Reef Discussion


Jul 12, 2011
Gold Coast
Sea Fan experience
Has anybody had experience with sea fans? I think they look amazing but havnt seen much of it in tanks before. Are they too hard to keep in tanks or would it be similar to other hard corals?



Jul 11, 2011
Hobart, Tasmania
I have no direct experience Jonathon but I believe the key points for success are:
  • obtain a healthy, undamaged specimen with a piece of the original substrate still attached.
  • Do not allow any other corals to come into contact - the sea fan will likely lose any such encounter
  • Have strong water movement
  • Supplemental feeding is a must, and this will usually be after lights out when most of the feeding apparatus will be extended.
This last point is probably why they are not very successful in a home tank.
They are actually alot easier than you think;
Provide STRONG flow (the coral should be visibly moving) to prevent algae/detritus settling on the coral - this is a common killer.
Ive read that they turn/grow to "fan" against the direction the flow is coming from?

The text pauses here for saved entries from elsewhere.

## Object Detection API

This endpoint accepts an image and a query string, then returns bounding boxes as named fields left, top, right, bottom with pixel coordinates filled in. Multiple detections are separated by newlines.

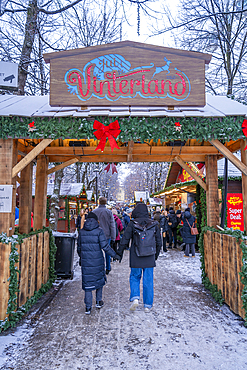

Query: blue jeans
left=129, top=267, right=154, bottom=308
left=84, top=287, right=103, bottom=309
left=105, top=238, right=111, bottom=271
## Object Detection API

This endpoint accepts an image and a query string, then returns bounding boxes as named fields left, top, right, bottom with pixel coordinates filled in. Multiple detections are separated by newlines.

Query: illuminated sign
left=44, top=41, right=211, bottom=107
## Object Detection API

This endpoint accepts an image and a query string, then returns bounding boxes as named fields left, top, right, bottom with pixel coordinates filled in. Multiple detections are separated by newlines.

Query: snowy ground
left=0, top=248, right=247, bottom=370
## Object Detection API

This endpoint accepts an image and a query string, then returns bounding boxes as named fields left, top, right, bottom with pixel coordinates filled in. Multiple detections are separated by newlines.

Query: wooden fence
left=204, top=230, right=245, bottom=319
left=0, top=231, right=49, bottom=321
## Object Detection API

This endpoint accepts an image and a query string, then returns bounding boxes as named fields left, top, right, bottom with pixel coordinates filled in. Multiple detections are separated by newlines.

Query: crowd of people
left=76, top=198, right=197, bottom=315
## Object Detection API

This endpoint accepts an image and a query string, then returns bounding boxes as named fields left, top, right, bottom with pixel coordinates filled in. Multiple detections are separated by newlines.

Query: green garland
left=0, top=115, right=245, bottom=142
left=0, top=227, right=57, bottom=331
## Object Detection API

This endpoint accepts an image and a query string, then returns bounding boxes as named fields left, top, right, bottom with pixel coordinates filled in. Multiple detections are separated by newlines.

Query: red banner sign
left=227, top=193, right=244, bottom=231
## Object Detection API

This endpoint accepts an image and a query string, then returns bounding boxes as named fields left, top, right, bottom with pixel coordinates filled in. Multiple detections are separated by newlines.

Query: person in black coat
left=167, top=207, right=178, bottom=248
left=77, top=212, right=120, bottom=314
left=181, top=207, right=196, bottom=257
left=116, top=203, right=161, bottom=312
left=160, top=210, right=169, bottom=253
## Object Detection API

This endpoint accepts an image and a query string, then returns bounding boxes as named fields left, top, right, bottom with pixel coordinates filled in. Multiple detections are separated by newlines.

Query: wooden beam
left=12, top=139, right=53, bottom=178
left=174, top=156, right=207, bottom=191
left=19, top=163, right=32, bottom=234
left=210, top=139, right=247, bottom=176
left=16, top=175, right=21, bottom=183
left=205, top=155, right=219, bottom=227
left=127, top=140, right=134, bottom=162
left=47, top=154, right=208, bottom=163
left=0, top=139, right=18, bottom=236
left=225, top=139, right=241, bottom=153
left=240, top=139, right=247, bottom=232
left=34, top=156, right=48, bottom=230
left=47, top=158, right=79, bottom=175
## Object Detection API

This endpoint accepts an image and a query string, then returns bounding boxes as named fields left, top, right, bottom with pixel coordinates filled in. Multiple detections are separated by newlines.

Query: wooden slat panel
left=18, top=238, right=30, bottom=306
left=213, top=232, right=220, bottom=287
left=15, top=244, right=20, bottom=309
left=222, top=234, right=230, bottom=306
left=36, top=233, right=43, bottom=291
left=29, top=235, right=37, bottom=297
left=236, top=241, right=245, bottom=319
left=204, top=231, right=209, bottom=277
left=0, top=243, right=11, bottom=321
left=216, top=232, right=223, bottom=295
left=228, top=236, right=238, bottom=314
left=34, top=156, right=48, bottom=230
left=43, top=231, right=50, bottom=285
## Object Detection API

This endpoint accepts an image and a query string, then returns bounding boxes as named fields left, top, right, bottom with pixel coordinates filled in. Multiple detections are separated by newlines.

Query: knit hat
left=156, top=207, right=161, bottom=212
left=185, top=207, right=190, bottom=212
left=176, top=210, right=181, bottom=214
left=87, top=212, right=98, bottom=221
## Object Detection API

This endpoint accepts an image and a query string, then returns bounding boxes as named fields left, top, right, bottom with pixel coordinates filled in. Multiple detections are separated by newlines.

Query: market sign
left=44, top=41, right=211, bottom=107
left=227, top=193, right=244, bottom=231
left=0, top=185, right=13, bottom=213
left=0, top=61, right=18, bottom=88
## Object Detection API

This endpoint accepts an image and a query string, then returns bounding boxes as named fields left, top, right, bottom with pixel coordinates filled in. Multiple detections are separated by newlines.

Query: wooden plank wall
left=0, top=232, right=50, bottom=321
left=204, top=231, right=245, bottom=319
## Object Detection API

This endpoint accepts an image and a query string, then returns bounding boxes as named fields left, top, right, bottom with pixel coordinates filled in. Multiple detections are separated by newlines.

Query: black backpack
left=168, top=214, right=177, bottom=228
left=133, top=220, right=157, bottom=257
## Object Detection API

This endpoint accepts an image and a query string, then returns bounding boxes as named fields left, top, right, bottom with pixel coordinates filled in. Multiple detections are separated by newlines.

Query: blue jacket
left=77, top=218, right=116, bottom=291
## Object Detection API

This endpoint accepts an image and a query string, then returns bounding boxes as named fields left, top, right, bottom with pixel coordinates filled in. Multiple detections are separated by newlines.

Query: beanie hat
left=87, top=212, right=98, bottom=221
left=176, top=210, right=181, bottom=214
left=185, top=207, right=190, bottom=212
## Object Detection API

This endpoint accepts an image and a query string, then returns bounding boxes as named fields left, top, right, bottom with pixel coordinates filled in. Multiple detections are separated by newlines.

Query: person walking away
left=167, top=207, right=178, bottom=248
left=76, top=209, right=86, bottom=230
left=181, top=207, right=196, bottom=257
left=93, top=197, right=116, bottom=274
left=77, top=212, right=120, bottom=314
left=160, top=210, right=169, bottom=253
left=153, top=207, right=161, bottom=224
left=112, top=208, right=123, bottom=252
left=116, top=203, right=161, bottom=312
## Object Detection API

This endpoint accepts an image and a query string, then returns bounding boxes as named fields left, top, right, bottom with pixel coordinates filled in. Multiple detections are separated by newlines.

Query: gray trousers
left=84, top=287, right=103, bottom=308
left=185, top=244, right=195, bottom=256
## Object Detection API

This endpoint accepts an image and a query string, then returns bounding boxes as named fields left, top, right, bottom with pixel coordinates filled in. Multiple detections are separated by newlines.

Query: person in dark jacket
left=167, top=207, right=178, bottom=248
left=160, top=210, right=169, bottom=253
left=93, top=197, right=116, bottom=275
left=116, top=203, right=162, bottom=312
left=77, top=212, right=120, bottom=314
left=181, top=207, right=196, bottom=257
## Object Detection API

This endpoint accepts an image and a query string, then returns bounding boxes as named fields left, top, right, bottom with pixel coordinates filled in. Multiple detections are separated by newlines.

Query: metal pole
left=96, top=172, right=98, bottom=206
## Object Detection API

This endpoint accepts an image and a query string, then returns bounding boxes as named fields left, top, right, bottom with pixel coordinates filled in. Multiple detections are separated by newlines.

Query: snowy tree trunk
left=49, top=168, right=63, bottom=231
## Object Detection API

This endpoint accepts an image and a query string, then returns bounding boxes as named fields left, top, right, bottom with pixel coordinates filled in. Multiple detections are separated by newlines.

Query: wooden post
left=34, top=156, right=48, bottom=230
left=19, top=163, right=33, bottom=234
left=240, top=139, right=247, bottom=232
left=205, top=155, right=219, bottom=227
left=0, top=139, right=18, bottom=236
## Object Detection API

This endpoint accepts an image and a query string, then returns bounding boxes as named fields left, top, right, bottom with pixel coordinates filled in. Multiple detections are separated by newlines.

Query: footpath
left=0, top=248, right=247, bottom=370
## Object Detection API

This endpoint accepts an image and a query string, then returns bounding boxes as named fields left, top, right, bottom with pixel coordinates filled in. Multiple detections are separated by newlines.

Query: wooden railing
left=204, top=230, right=245, bottom=319
left=0, top=231, right=49, bottom=321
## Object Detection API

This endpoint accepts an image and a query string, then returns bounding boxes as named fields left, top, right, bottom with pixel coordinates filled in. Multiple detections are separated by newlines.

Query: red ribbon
left=104, top=163, right=118, bottom=174
left=242, top=119, right=247, bottom=150
left=93, top=120, right=121, bottom=152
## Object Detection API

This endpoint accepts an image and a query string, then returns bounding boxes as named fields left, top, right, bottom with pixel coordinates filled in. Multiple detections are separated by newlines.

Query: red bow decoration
left=174, top=121, right=182, bottom=131
left=28, top=121, right=36, bottom=132
left=104, top=163, right=118, bottom=174
left=93, top=120, right=121, bottom=152
left=242, top=119, right=247, bottom=150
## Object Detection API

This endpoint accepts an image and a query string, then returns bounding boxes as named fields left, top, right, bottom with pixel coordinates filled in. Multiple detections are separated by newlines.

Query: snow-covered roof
left=217, top=151, right=242, bottom=178
left=32, top=183, right=83, bottom=196
left=0, top=94, right=246, bottom=118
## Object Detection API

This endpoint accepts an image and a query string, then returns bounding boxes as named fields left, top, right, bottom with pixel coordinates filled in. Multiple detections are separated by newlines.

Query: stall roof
left=32, top=183, right=83, bottom=196
left=0, top=94, right=246, bottom=118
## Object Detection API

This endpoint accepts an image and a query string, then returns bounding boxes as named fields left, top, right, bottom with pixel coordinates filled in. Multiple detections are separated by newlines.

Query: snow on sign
left=0, top=61, right=18, bottom=88
left=0, top=185, right=13, bottom=213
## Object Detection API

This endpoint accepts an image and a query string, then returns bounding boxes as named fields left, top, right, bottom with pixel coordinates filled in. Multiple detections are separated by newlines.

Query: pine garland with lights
left=0, top=115, right=245, bottom=142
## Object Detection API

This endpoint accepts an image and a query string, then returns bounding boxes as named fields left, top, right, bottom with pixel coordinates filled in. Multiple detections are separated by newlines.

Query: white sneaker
left=144, top=307, right=151, bottom=313
left=130, top=299, right=139, bottom=311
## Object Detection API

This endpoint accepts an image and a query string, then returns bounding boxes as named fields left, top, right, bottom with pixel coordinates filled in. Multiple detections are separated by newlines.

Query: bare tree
left=153, top=0, right=247, bottom=102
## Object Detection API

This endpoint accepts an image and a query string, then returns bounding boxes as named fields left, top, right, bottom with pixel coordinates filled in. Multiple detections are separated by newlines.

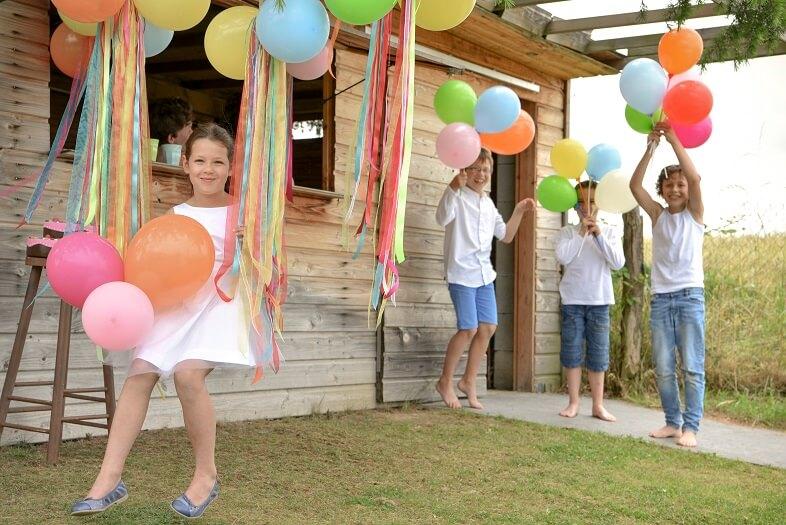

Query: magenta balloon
left=82, top=282, right=155, bottom=351
left=672, top=117, right=712, bottom=148
left=47, top=232, right=124, bottom=308
left=436, top=123, right=481, bottom=169
left=287, top=43, right=333, bottom=80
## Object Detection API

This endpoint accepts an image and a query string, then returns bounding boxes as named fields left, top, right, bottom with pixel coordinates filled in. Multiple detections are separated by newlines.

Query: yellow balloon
left=133, top=0, right=210, bottom=31
left=550, top=139, right=587, bottom=179
left=59, top=11, right=98, bottom=36
left=405, top=0, right=476, bottom=31
left=205, top=6, right=257, bottom=80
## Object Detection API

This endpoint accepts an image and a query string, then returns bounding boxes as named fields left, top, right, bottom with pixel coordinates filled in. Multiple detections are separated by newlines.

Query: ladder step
left=63, top=393, right=106, bottom=403
left=7, top=395, right=52, bottom=406
left=0, top=422, right=50, bottom=434
left=65, top=387, right=108, bottom=394
left=62, top=414, right=109, bottom=422
left=62, top=419, right=109, bottom=430
left=7, top=405, right=51, bottom=414
left=14, top=381, right=54, bottom=387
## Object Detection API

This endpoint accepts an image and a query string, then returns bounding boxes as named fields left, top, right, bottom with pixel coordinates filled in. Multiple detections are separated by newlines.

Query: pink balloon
left=436, top=123, right=481, bottom=169
left=287, top=43, right=334, bottom=80
left=47, top=232, right=124, bottom=308
left=82, top=282, right=155, bottom=351
left=672, top=117, right=712, bottom=148
left=668, top=66, right=701, bottom=91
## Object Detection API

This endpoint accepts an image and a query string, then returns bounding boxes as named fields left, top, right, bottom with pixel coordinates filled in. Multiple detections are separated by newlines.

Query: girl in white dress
left=72, top=124, right=246, bottom=518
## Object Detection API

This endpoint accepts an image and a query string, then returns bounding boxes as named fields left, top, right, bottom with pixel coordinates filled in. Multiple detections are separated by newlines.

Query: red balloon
left=663, top=80, right=713, bottom=125
left=50, top=24, right=92, bottom=78
left=53, top=0, right=125, bottom=23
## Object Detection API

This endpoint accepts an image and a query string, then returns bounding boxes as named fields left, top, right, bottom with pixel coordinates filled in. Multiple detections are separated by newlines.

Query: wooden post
left=47, top=301, right=73, bottom=464
left=513, top=101, right=538, bottom=392
left=620, top=208, right=644, bottom=385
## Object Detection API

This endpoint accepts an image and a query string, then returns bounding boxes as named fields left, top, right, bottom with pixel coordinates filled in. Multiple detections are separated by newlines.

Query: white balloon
left=595, top=169, right=638, bottom=214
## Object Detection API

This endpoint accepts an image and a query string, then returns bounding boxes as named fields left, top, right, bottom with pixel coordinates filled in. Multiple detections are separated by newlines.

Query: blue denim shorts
left=448, top=283, right=498, bottom=330
left=560, top=304, right=611, bottom=372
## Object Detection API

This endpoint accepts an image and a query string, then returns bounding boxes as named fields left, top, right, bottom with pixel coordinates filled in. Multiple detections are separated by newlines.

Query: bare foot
left=436, top=377, right=461, bottom=409
left=559, top=402, right=580, bottom=418
left=184, top=473, right=217, bottom=506
left=649, top=425, right=682, bottom=439
left=592, top=405, right=616, bottom=422
left=676, top=431, right=698, bottom=448
left=457, top=379, right=484, bottom=409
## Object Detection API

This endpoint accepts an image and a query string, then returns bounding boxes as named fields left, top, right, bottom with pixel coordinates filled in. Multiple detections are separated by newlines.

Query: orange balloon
left=663, top=80, right=713, bottom=125
left=52, top=0, right=125, bottom=23
left=479, top=110, right=536, bottom=155
left=125, top=215, right=215, bottom=312
left=50, top=24, right=92, bottom=78
left=658, top=27, right=703, bottom=75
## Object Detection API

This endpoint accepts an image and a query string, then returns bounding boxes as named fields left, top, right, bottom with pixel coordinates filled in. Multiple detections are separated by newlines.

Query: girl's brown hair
left=184, top=122, right=234, bottom=161
left=656, top=164, right=682, bottom=196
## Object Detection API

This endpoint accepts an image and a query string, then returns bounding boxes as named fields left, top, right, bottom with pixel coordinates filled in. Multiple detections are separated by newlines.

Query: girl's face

Ive never target fed mine (i have 2, and will be getting more for the new tank) but feed the tank alot and ive seen some of the other corals eating the small food particles floating around left over from the fish, so maybe the fan has been doing the same?
Nick :)
To be honest SPS in general are allot harder than sea fans, and far more sensitive, then there are suncorals/gonioporas etc are even harder to look after.
Sea fans are easy :) Theres a pic of the bigger one in my tank journal.
Sps are only hard if you don't have good conditions and stable paremeters. Sea fans are generally quite sensitive to the water flow around them because of the nutrients they need.